ECLI:NL:PHR:2020:131

Parket bij de Hoge Raad

Datum uitspraak
11 februari 2020
Publicatiedatum
10 februari 2020
Zaaknummer
18/02973
Instantie
Parket bij de Hoge Raad
Type
Conclusie
Rechtsgebied
Strafrecht
Vindplaatsen
  • Rechtspraak.nl

Conclusie

PROCUREUR-GENERAAL

BIJ DE

HOGE RAAD DER NEDERLANDEN

Nummer18/02973 P
Zitting11 februari 2020

CONCLUSIE

D.J.C. Aben
In de zaak
[betrokkene] ,
geboren te [geboorteplaats] op [geboortedatum] 1981,
hierna: de betrokkene.
1. Het gerechtshof Arnhem-Leeuwarden, zittingsplaats Zwolle, heeft bij arrest van 23 mei 2018 het door de betrokkene wederrechtelijk verkregen voordeel vastgesteld op een bedrag van € 116.287,49 en aan de betrokkene de verplichting opgelegd tot betaling van dat bedrag aan de staat.
2. Er bestaat samenhang met de zaken 18/02351, 18/02352, 18/02452, 18/02519, 18/02977 en 19/02150. In deze zaken zal ik vandaag ook concluderen.
3. Het cassatieberoep is ingesteld namens de betrokkene en mr.

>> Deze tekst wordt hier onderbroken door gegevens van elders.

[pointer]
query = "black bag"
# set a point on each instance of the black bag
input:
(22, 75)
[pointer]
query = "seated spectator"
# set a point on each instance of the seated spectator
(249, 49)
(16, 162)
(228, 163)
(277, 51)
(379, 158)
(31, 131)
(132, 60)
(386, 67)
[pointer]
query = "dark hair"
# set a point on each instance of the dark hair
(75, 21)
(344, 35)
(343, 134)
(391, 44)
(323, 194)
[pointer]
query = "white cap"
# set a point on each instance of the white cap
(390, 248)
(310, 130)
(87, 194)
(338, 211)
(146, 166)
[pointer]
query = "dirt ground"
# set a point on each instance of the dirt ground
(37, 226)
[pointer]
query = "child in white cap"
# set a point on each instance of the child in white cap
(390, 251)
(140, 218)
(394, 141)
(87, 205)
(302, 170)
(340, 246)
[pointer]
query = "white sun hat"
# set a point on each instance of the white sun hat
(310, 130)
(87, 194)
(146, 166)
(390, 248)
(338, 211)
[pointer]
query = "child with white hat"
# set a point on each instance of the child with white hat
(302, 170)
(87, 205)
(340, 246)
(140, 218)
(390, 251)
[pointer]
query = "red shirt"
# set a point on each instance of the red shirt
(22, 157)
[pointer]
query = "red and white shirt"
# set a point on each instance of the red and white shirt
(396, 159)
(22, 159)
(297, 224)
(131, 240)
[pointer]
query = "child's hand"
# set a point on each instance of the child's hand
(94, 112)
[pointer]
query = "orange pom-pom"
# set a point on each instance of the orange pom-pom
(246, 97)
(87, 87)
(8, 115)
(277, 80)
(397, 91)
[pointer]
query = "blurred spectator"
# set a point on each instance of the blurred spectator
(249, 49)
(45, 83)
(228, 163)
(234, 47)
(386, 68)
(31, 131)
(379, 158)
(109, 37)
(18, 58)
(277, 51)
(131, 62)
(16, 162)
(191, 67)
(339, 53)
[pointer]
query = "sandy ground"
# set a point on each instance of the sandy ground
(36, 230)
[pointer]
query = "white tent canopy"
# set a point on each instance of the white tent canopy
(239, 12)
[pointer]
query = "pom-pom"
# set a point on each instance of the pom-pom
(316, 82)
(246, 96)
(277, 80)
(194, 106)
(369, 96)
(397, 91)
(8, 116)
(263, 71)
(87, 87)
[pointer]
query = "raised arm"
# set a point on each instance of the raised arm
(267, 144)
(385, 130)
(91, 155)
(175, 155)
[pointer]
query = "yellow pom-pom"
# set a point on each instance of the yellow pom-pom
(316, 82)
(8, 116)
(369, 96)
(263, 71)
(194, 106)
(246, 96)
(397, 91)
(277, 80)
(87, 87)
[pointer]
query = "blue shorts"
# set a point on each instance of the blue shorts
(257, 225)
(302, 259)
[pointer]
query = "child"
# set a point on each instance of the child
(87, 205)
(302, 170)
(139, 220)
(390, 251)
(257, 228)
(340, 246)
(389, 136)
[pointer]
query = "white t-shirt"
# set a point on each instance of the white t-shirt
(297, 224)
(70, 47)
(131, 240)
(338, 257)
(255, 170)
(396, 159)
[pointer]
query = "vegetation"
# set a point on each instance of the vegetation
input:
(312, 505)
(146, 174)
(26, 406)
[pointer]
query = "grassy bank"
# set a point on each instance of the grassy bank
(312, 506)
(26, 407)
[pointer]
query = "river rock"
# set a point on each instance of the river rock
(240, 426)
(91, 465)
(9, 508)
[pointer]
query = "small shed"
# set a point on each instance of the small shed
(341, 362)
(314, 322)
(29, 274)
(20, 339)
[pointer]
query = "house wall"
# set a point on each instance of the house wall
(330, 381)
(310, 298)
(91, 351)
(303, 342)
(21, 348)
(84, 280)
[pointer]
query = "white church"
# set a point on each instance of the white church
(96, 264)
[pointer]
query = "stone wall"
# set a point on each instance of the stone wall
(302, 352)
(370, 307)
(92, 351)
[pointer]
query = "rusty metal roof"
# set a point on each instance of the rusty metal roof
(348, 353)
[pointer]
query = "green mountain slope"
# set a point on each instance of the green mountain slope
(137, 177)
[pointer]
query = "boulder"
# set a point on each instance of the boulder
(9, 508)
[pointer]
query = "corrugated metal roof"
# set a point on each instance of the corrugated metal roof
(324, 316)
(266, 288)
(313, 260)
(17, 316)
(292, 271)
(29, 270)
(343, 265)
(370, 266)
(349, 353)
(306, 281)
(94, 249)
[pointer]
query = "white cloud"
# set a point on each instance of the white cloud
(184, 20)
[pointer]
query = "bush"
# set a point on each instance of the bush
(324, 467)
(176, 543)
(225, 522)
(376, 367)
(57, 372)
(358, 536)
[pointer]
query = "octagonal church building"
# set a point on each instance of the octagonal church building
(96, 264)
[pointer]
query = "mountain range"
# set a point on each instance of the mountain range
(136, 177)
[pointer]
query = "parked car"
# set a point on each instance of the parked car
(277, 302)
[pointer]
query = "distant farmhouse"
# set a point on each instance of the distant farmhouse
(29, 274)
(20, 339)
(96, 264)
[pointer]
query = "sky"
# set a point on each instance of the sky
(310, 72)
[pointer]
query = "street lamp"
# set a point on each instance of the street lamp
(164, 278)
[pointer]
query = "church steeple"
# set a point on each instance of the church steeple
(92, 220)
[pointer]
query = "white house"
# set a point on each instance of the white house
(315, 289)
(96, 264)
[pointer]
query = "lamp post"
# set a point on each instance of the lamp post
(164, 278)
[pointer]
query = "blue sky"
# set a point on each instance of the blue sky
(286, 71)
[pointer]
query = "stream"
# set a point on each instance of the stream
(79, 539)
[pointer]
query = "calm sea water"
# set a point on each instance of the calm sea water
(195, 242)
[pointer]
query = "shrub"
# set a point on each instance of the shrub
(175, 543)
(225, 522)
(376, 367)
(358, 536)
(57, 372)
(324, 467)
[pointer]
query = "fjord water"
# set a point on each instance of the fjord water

W.H. Jebbink, advocaat te Amsterdam, heeft vijf middelen van cassatie voorgesteld.
4. Volgens de vaststellingen van het hof is de achtergrond van de strafzaak die aan deze ontnemingszaak voorafgaat, de volgende. In 2009 en 2010 zijn verschillende (omvangrijke) hennepkwekerijen aangetroffen die kennelijk tot hetzelfde netwerk behoorden. Het hof oordeelde dat de kwekerijen in gebruik waren bij een criminele organisatie die tot oogmerk had – kort gezegd – het telen van hennep. De organisatie heeft bestaan uit leden van de familie […] : [betrokkene 1] , [betrokkene 2] en [betrokkene 5] (broers) en hun neef [betrokkene] . Individueel zijn de familieleden veroordeeld voor – wederom kort gezegd – het kweken van hennep in één of meer kwekerijen en het witwassen van geld. Wat de organisatiestructuur betreft, gaat het hof ervan uit dat de familieleden elk een eigen, ten opzichte van de anderen enigszins afgebakende, taak binnen de organisatie vervulden. Zo worden [betrokkene 1] en [betrokkene 2] bijvoorbeeld primair verantwoordelijk gehouden voor de hennepkwekerij aan [a-straat 1] te Arnhem, terwijl voor de kwekerijen aan [b-straat 1] te Westervoort en [c-straat 1] te Duiven de verantwoordelijkheid door het hof met name wordt gelegd bij [betrokkene 2] en [betrokkene 5] . Sporadisch komen de […] ook bij de kwekerijen in beeld waarvoor ze de primaire verantwoordelijkheid niet dragen. Bijvoorbeeld omdat zij daar zelf zijn gezien, omdat hun auto’s aldaar zijn gesignaleerd of omdat is vastgesteld dat ze op een (andere) wijze behulpzaam waren bij de kwekerijen.
5. Het
eerste middelklaagt dat het hof de kosten levensonderhoud van € 29.000,- niet had mogen optellen bij het negatieve eindsaldo van de kasopstelling, nu dit bedrag al in die kasopstelling is verwerkt.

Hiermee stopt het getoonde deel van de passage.